The Directors Bulletin, a Jesuit periodical
published at St. Louis, Mo.

“Father Dowling of The Queen’s Work staff had exceptional opportunity to observe the Alcoholics Anonymous movement.

“He found that the keystone of the A.A. therapy includes self-denial, humility, charity, good example, and opportunities for a new pattern of social recreation. All denominations are represented in the movement. Readers can be assured that no article or book on the movement is one-tenth as convincing as is personal contact with an individual or group of A.A.s whose personalities and homes and businesses have been transformed from chaos into sound achievement.”

The Living Church (Episcopal)

“Basis of the technique of Alcoholics Anonymous is the truly Christian principle that a man cannot help himself except by helping others. The A.A. plan is described by the members themselves as ‘self-insurance.’ This self-insurance has resulted in the restoration of physical, mental, and spiritual health and self-respect to hundreds of men and women who would be hopelessly down-and-out without its unique but effective therapy. “

Who is responsible for the publicity about A.A.?

The A.A. tradition of public relations has always been keyed to attraction rather than promotion. A.A. never seeks publicity but always cooperates fully with responsible representatives of press, radio, television, motion pictures, and other media that seek information about the recovery program.

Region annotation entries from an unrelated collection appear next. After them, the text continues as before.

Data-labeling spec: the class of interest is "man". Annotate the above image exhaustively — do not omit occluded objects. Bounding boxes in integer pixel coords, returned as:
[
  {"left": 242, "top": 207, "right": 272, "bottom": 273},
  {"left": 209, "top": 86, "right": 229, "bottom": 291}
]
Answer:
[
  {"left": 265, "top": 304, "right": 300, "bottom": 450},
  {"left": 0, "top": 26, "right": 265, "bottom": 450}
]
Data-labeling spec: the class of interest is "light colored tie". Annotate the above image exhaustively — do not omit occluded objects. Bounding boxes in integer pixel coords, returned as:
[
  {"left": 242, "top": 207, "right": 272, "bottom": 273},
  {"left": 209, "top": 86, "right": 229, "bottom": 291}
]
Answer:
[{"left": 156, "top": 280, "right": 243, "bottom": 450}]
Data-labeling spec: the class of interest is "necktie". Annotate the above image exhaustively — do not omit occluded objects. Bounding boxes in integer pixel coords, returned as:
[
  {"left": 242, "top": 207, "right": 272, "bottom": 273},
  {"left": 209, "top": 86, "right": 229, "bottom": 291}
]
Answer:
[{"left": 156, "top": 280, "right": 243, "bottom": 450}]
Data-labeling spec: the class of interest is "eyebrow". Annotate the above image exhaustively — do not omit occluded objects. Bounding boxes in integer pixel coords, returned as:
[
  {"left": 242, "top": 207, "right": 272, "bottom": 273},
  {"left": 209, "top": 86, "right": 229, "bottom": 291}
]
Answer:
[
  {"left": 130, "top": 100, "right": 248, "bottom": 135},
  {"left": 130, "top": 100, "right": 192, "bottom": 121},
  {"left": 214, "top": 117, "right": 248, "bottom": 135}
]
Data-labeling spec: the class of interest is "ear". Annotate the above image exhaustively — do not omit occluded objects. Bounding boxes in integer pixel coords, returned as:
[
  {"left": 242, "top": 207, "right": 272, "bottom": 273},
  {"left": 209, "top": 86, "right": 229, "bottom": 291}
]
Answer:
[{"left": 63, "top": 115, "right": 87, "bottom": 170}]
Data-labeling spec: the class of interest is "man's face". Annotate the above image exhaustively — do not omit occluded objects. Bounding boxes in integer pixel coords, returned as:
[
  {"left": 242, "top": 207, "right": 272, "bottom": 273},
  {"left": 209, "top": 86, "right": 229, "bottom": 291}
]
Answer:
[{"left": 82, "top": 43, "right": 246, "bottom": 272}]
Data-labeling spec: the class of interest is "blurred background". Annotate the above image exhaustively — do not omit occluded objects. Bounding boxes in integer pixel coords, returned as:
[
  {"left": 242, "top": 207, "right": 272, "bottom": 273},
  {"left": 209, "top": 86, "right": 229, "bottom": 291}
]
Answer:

At national and international levels, news of A.A. is made available by the Public Information Committee of the General Service Board. Local committees have also been organized, to provide the media with facts about A.A. as a resource for alcoholics in their communities.

A.A. is deeply grateful to all its friends who have been responsible for the recognition accorded the movement. It is also deeply aware of the fact that the anonymity of members, upon which the program is so dependent, has been respected so faithfully by all media.

It should also be noted that within A.A., at A.A. meetings and among themselves, A.A. members are not anonymous.